Mayor to appoint committee to include arborist, engineer, tree advocate, planning commissioner

After a public hearing to change the code regarding tree retention in Sandy, the City Council shared the four chapters of the code in a first reading, leaving the most contentious parts to be decided on by a mayor-appointed committee.

The proposed changes in those four chapters will be adopted on Nov. 5, and address the following:

n Changes to Chapter 17.22 of the code would increase those required to receive type II quasi-judicial notices to those owning property within 300 feet of the development site and type III quasi-judicial notices to those owning property within 500 feet of the development site.

"A Type II quasi-judicial decision is a staff level decision with notice to all property owners within 200 feet of the subject development," explained City Planning Director Kelly O'Neill Jr. "These decisions can be elevated to a Planning Commission decision when the applicant asks for special variances or the planning director feels the community interest is better served by holding a public hearing."

n Changes to Chapter 17.28 would increase the time allotted to appeal a decision made by the Planning Commission or City Council from 10 days to 12 days for all types of procedures.

n Changes to Chapter 17.80 relegated a long list of collector and arterial streets once included in section 17.80.10 to be included in the Transportation System Plan (TSP). The streets are still included, just within the attached TSP document.

n Changes to Chapter 17.82 were mostly to "remove redundancies" in the form of references to commercial development. Staff removed language concerning commercial development because it was covered by subsequent chapters.

"The hope is in the next few years we can revisit 17.82," O'Neill told The Post. City staff aim to update the TSP so it reflects the expected changes to come after the Transit Department completes a new master plan.

A decision regarding Chapter 17.102 on urban forestry will be considered by a committee. O'Neill projected that item will return to the agenda possibly after the first of the year.

That committee is set to include an arborist, an engineer, a tree retention advocate, a planning commissioner, a Sandy citizen and a parks advisory board member.

"No matter which direction they're going, they feel like they're kind of trapped in the middle," City Manager Kim Yamashita told Council at the Oct. 15 meeting. "They're trying to look out for the person buying a home or having a home that ends up with a mitigation tree in the years that they don't want. They're caught between the developers, the builders, the potential customer at the end, and then also with council's goal of being a Tree City USA."

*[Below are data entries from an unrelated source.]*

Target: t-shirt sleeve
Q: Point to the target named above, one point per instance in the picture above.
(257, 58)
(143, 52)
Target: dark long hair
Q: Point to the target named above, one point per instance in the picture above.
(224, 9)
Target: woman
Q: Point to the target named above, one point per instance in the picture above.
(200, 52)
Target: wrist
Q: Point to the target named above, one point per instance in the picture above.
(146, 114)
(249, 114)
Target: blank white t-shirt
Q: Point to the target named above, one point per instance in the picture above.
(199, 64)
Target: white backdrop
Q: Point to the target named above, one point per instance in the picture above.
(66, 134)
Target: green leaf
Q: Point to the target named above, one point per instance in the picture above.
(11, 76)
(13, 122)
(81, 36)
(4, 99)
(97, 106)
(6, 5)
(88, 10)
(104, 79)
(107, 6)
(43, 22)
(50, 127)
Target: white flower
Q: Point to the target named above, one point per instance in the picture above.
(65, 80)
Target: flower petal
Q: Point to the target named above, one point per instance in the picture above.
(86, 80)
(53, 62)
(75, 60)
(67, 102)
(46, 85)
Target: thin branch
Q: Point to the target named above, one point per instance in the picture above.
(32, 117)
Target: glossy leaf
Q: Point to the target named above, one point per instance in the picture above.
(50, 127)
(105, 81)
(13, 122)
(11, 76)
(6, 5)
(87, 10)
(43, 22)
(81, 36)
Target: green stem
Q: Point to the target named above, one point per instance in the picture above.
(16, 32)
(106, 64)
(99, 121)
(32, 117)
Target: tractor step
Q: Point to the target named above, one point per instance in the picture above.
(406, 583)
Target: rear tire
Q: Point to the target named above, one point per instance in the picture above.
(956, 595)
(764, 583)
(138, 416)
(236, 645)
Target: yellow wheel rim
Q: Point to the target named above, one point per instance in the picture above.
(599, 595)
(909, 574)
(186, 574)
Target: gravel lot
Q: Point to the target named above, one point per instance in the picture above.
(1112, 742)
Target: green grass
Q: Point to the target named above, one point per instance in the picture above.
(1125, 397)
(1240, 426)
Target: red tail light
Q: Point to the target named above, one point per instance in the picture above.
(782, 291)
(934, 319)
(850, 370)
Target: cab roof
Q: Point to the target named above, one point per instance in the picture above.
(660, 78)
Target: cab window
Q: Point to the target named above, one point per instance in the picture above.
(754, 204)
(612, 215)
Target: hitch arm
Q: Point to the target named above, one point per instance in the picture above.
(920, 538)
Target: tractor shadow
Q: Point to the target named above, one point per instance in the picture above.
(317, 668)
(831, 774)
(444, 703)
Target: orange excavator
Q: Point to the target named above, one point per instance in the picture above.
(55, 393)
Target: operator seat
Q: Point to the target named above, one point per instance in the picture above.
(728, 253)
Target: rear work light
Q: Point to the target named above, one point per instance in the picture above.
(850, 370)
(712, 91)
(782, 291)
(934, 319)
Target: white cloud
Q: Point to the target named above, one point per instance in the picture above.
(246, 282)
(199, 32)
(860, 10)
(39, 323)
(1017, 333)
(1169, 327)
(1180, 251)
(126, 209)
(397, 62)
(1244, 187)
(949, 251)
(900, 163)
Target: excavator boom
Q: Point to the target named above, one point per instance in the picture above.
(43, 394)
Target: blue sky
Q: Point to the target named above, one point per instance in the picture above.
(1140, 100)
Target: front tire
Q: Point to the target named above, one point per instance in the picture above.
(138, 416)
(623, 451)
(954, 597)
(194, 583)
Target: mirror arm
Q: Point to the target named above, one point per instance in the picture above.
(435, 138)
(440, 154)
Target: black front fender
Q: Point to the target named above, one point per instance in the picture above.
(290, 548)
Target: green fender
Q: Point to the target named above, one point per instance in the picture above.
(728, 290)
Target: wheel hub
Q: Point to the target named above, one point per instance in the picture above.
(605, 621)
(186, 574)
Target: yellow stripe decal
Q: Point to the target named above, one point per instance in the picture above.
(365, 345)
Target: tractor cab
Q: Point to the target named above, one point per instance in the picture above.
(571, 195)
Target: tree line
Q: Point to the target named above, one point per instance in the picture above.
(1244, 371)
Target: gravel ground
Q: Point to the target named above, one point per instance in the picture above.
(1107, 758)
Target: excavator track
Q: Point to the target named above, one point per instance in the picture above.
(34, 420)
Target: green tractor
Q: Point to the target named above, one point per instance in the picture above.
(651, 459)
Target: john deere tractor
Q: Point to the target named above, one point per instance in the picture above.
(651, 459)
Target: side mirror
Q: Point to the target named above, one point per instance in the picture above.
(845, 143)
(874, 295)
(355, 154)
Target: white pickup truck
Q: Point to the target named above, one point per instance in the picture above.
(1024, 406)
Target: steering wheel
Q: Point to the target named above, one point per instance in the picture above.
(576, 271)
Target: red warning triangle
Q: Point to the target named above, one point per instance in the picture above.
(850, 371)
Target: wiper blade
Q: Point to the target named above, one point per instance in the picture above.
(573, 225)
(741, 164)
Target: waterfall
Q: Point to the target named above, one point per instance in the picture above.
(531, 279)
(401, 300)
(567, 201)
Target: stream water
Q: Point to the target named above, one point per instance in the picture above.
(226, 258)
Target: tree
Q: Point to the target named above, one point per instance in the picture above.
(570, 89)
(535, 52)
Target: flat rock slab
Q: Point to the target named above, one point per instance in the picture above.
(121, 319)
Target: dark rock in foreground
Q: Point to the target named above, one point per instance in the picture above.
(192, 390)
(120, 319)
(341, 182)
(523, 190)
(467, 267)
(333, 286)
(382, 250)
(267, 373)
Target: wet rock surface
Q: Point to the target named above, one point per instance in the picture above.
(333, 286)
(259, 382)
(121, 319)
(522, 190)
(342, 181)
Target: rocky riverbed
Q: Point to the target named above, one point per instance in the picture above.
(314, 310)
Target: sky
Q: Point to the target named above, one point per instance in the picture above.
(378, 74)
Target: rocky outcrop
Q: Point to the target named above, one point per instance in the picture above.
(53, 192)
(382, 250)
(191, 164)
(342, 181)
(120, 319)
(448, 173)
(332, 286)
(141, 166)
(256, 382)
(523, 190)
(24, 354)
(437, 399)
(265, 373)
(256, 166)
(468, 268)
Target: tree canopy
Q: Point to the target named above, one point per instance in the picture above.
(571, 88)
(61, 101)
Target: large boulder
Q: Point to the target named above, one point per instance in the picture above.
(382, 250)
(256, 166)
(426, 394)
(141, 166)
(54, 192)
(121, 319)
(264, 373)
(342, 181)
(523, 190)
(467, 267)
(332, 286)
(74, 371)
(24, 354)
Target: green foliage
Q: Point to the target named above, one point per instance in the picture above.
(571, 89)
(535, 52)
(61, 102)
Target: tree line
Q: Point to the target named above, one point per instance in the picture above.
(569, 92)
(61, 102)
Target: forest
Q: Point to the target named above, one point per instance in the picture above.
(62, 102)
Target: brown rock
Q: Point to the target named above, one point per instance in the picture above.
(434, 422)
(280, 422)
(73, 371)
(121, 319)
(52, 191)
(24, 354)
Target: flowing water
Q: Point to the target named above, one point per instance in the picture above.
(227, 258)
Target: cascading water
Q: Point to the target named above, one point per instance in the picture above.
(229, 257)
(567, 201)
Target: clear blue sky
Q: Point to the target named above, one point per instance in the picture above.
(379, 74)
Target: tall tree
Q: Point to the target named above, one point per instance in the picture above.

The proposed changes to the chapter concerning urban forestry included an increase in retention trees per acre from three to six, a change in who must submit a tree permit from landowners with one acre or more to those who own a half of an acre or more, and a change to where retention and mitigation trees are planted in new developments to easements and preservation tracts.

The latter change might affect how many lots are possible in developments, which O'Neill said could be beneficial for potential homeowners.

"We're seeing traditionally that when we put these Douglas firs on the lot, trees are starting to damage the property or house proximity affects tree health," he noted.

"Upping the number (of required trees) would encourage the (city's) comprehensive plan goals and also Tree city USA goals," he added.

These changes covered in Chapter 17.102 will not be adopted at the Nov. 5 meeting and could be revised by the appointed committee.

"Hopefully the end result is something most parties can agree to and feel good about going forward," O'Neill said. "Staff's just trying to come up with a code that works best for everyone. It's impossible to write a perfect code, but we're trying to do the best we can."